The National Institutes of Health recently launched a substantive research effort to propel development of new mHealth tools. The effort is aimed at boosting communication between physicians, patients and providers, and improving patient self-management via new tools that will help patients stick to treatment regimens and recovery requirements.
The funding effort, a multiyear initiative, lists a dozen potential research topics; four include:
- Tools for citizens in underserved populations
- Integrated portable imaging technologies for monitoring health support systems
- Networked consumer-driven tools for engaging users in improving health
- Software and hardware tools for telehealth technologies
This mHealth-focused grant effort is phenomenal news for several reasons. For starters, it promotes the creation of new tools and pushes for increased innovation.
Second, it puts taxpayer funds to good use, as it ultimately will benefit the public sector.
Third, it ensures that development of new mHealth tools won't just fall on vendors, start-ups and legacy mobile device makers.
The landscape for new mobile healthcare tools is vast.
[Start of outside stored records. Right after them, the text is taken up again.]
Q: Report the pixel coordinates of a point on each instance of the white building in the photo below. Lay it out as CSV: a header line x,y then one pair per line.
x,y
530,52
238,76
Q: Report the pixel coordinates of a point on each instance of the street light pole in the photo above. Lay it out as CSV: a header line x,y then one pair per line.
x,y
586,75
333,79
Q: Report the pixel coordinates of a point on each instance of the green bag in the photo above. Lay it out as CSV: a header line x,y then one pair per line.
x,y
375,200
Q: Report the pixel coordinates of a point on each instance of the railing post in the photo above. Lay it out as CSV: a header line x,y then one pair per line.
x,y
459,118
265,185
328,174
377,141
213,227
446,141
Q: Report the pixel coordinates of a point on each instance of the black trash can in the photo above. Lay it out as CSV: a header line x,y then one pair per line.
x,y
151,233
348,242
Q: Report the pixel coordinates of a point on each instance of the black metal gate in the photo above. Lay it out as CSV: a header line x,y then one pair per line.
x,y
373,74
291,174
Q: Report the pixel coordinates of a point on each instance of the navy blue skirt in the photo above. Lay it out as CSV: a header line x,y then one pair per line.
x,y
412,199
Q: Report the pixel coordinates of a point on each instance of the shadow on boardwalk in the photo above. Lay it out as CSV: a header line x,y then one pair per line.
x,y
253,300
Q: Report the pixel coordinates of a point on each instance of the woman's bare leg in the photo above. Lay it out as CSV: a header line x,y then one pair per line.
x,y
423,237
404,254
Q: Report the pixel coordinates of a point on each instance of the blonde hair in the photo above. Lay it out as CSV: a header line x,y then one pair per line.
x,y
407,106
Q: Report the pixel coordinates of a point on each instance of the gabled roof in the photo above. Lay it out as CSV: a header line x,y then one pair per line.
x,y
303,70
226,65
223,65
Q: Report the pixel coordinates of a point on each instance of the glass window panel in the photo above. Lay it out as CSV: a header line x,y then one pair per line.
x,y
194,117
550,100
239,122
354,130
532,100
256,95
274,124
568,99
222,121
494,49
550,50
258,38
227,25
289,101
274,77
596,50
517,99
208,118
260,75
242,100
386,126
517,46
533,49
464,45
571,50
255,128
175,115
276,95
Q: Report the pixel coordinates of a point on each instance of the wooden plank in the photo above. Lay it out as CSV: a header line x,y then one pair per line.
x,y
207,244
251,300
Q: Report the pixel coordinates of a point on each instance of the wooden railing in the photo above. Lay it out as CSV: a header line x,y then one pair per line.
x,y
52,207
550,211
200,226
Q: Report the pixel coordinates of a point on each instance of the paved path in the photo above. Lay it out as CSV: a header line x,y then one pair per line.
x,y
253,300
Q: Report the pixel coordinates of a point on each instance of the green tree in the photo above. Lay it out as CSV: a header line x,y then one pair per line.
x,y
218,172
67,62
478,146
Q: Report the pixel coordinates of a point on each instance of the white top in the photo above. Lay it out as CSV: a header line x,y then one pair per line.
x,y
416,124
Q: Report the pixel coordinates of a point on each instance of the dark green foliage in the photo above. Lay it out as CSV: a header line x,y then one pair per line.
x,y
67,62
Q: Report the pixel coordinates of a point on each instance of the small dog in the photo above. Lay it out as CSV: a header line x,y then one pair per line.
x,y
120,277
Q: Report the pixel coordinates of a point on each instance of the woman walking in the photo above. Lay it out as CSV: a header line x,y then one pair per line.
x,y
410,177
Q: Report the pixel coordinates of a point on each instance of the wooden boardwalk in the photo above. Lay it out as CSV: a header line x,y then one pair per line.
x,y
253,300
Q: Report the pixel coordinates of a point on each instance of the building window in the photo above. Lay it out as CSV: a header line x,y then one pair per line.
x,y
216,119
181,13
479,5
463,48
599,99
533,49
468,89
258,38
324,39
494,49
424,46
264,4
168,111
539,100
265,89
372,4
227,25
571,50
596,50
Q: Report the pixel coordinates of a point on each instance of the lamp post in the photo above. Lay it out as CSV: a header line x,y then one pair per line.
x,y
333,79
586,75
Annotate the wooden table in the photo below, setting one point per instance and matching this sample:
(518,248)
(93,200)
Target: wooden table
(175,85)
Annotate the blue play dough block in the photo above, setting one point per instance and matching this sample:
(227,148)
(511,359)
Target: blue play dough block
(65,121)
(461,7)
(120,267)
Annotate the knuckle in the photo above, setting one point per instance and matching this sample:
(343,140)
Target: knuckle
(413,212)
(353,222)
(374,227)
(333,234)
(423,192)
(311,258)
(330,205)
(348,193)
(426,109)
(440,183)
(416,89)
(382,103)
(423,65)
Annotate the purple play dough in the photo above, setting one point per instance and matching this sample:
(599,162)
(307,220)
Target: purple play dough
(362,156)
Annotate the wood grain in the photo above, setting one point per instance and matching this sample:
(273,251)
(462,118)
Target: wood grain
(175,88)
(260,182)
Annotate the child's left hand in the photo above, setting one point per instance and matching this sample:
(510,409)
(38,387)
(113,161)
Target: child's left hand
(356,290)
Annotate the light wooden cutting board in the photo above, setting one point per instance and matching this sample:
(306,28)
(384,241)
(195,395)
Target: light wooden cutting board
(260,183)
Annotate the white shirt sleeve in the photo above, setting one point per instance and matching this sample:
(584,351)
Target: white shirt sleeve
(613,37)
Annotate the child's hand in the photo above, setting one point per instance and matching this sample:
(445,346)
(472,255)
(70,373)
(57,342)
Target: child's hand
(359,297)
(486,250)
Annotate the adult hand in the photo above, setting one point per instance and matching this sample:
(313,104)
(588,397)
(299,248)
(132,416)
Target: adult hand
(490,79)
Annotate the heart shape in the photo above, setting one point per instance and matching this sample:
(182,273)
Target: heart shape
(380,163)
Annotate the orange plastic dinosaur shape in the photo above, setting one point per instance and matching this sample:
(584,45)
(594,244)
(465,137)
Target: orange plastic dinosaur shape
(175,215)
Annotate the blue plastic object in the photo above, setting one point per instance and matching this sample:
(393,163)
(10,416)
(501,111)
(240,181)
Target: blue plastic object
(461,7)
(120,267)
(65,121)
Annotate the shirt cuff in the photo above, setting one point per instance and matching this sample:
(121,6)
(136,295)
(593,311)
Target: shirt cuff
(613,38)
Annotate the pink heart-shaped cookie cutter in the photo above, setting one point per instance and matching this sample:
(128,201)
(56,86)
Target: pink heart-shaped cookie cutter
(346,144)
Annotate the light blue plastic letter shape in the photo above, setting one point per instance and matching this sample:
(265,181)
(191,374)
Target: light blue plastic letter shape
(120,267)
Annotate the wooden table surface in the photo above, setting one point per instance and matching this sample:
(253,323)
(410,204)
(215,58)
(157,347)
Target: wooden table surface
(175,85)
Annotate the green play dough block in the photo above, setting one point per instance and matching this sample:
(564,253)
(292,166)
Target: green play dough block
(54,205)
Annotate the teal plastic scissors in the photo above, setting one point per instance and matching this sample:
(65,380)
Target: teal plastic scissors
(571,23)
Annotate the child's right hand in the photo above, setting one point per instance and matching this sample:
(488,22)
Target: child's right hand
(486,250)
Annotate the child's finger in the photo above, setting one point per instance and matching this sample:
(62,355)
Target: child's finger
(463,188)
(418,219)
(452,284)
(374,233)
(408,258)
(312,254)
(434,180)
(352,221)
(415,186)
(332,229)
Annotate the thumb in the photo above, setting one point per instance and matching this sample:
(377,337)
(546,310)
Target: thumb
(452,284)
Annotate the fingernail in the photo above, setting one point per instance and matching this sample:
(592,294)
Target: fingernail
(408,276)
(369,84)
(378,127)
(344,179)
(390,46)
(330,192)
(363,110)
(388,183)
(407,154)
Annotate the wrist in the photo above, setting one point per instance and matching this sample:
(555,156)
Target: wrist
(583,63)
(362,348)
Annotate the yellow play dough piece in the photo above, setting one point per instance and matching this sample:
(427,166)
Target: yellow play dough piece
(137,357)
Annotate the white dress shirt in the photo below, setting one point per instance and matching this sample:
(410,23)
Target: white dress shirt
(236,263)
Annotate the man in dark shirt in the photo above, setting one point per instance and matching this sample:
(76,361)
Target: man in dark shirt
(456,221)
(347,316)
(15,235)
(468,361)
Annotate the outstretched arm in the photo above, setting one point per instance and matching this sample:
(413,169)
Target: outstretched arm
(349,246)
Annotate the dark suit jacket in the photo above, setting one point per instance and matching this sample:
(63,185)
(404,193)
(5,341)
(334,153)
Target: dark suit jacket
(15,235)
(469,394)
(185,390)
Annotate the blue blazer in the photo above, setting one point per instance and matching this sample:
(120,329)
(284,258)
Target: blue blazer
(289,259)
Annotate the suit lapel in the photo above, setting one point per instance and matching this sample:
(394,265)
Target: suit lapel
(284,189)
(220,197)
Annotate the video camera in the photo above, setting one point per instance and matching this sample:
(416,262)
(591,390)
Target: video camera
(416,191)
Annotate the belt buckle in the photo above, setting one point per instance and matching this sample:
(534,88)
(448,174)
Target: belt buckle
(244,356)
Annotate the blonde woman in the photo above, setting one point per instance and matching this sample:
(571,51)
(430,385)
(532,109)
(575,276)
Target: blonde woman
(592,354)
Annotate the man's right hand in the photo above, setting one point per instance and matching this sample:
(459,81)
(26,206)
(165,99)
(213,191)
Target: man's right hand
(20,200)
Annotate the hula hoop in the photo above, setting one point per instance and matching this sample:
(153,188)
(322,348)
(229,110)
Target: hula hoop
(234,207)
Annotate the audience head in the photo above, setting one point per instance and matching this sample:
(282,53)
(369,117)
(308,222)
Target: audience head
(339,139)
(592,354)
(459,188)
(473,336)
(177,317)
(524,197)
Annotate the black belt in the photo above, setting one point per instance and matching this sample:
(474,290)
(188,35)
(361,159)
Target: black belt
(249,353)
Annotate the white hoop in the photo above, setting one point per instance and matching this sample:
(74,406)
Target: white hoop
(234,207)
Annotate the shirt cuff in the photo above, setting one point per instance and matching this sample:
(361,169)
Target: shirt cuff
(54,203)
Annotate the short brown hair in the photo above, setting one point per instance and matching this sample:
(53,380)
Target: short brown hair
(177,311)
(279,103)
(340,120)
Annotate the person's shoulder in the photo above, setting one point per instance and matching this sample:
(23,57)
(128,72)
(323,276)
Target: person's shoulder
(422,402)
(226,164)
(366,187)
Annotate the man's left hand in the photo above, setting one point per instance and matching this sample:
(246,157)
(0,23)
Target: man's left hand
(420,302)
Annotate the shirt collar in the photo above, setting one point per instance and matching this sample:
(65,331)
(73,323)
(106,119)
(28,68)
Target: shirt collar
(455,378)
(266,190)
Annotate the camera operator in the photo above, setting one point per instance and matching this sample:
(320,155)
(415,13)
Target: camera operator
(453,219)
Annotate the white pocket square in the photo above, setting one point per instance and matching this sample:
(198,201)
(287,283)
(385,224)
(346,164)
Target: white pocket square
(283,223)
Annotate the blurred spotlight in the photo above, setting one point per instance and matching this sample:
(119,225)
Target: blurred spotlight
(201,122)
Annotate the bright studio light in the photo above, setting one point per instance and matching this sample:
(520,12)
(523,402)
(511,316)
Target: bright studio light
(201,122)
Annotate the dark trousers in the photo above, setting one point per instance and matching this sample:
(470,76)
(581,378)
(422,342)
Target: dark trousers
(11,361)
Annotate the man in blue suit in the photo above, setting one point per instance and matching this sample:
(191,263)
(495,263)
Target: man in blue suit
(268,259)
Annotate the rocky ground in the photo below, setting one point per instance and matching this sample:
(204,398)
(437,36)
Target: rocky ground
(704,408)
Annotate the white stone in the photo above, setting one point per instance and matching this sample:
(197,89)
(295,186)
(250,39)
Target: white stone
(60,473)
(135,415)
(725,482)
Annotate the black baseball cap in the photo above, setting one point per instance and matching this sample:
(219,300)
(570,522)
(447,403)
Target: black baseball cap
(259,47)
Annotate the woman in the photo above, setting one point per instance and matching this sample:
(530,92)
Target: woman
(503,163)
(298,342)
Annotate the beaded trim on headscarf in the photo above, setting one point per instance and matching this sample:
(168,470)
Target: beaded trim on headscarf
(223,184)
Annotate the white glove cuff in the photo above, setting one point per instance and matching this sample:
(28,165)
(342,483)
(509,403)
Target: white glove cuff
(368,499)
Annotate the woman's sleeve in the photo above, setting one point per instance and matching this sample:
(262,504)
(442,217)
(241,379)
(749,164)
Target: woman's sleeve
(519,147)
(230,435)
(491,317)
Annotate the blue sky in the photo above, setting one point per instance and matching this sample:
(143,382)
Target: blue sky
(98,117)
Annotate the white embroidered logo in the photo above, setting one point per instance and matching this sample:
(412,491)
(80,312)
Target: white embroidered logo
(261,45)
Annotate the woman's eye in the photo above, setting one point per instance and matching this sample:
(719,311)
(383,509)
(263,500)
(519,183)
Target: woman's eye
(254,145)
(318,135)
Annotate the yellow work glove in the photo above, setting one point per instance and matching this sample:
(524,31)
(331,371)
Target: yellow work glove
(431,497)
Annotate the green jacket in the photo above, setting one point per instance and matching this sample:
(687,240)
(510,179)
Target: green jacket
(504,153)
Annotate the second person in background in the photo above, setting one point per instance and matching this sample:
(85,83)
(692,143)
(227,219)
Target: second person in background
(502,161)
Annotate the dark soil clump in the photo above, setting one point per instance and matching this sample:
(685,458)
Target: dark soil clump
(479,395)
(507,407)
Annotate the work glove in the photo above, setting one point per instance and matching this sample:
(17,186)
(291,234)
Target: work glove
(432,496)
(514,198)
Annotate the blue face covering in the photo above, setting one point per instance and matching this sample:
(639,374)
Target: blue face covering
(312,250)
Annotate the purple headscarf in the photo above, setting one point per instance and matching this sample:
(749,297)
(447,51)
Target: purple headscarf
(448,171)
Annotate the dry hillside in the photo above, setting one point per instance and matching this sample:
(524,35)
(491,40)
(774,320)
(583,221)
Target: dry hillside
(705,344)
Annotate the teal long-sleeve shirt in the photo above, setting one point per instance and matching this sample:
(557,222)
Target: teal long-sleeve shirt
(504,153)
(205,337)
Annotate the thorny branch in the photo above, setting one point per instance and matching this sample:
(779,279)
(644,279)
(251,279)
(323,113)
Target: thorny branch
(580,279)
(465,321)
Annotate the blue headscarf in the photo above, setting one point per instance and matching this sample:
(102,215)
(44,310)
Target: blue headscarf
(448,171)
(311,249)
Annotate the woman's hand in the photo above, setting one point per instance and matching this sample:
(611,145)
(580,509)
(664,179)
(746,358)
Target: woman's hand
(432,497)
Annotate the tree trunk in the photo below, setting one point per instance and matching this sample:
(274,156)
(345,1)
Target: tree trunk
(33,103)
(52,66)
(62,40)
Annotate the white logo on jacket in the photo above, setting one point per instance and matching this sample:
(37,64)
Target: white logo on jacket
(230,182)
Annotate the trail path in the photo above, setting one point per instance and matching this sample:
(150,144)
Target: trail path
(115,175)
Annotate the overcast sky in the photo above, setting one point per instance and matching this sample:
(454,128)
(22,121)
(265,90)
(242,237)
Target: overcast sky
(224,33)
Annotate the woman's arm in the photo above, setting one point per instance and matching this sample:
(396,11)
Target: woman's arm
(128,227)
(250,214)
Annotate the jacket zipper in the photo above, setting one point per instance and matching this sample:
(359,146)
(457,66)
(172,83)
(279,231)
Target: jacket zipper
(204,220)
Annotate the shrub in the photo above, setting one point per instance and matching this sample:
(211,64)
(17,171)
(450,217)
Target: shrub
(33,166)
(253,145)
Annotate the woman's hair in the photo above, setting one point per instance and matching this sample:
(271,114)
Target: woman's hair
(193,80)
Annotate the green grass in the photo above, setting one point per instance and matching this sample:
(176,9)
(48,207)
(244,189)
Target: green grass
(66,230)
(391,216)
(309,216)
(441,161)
For instance, a recently published report projected that the global mHealth market will grow to $21.5 billion by 2018.
But mHealth is an industry that still could be considered in a pre-infancy stage, with an expansive opportunity given current aging demographics, and the desire of government to make healthcare more efficient while boosting services, accountability and patient care. What's more, according to a survey of chief information officers in several industries--including healthcare--the healthcare industry lags in mobile strategy and app development.
To that end, this funding program comes at a critical time for healthcare in the U.S.
More mobile healthcare tools certainly can help to improve care for patients. For example, a family with several children likely would love to avoid numerous trips to the pediatrician for typical issues such as earaches.
A new tool coming to market later this year, the CellScope Oto, promises to avoid that scenario by allowing users to share photos of an ear canal with a doctor using a special phone add-on and software, the New York Times recently reported. While the device isn't free and a physician will charge a certain rate for such telemedicine consults, it certainly will be more cost-efficient than a dozen trips to a doctor's office. And that's just one example of how mHealth tools can benefit healthcare consumers.
Any effort that can spur development of similar tools bodes well for everyone in the mHealth industry, most notably healthcare consumers.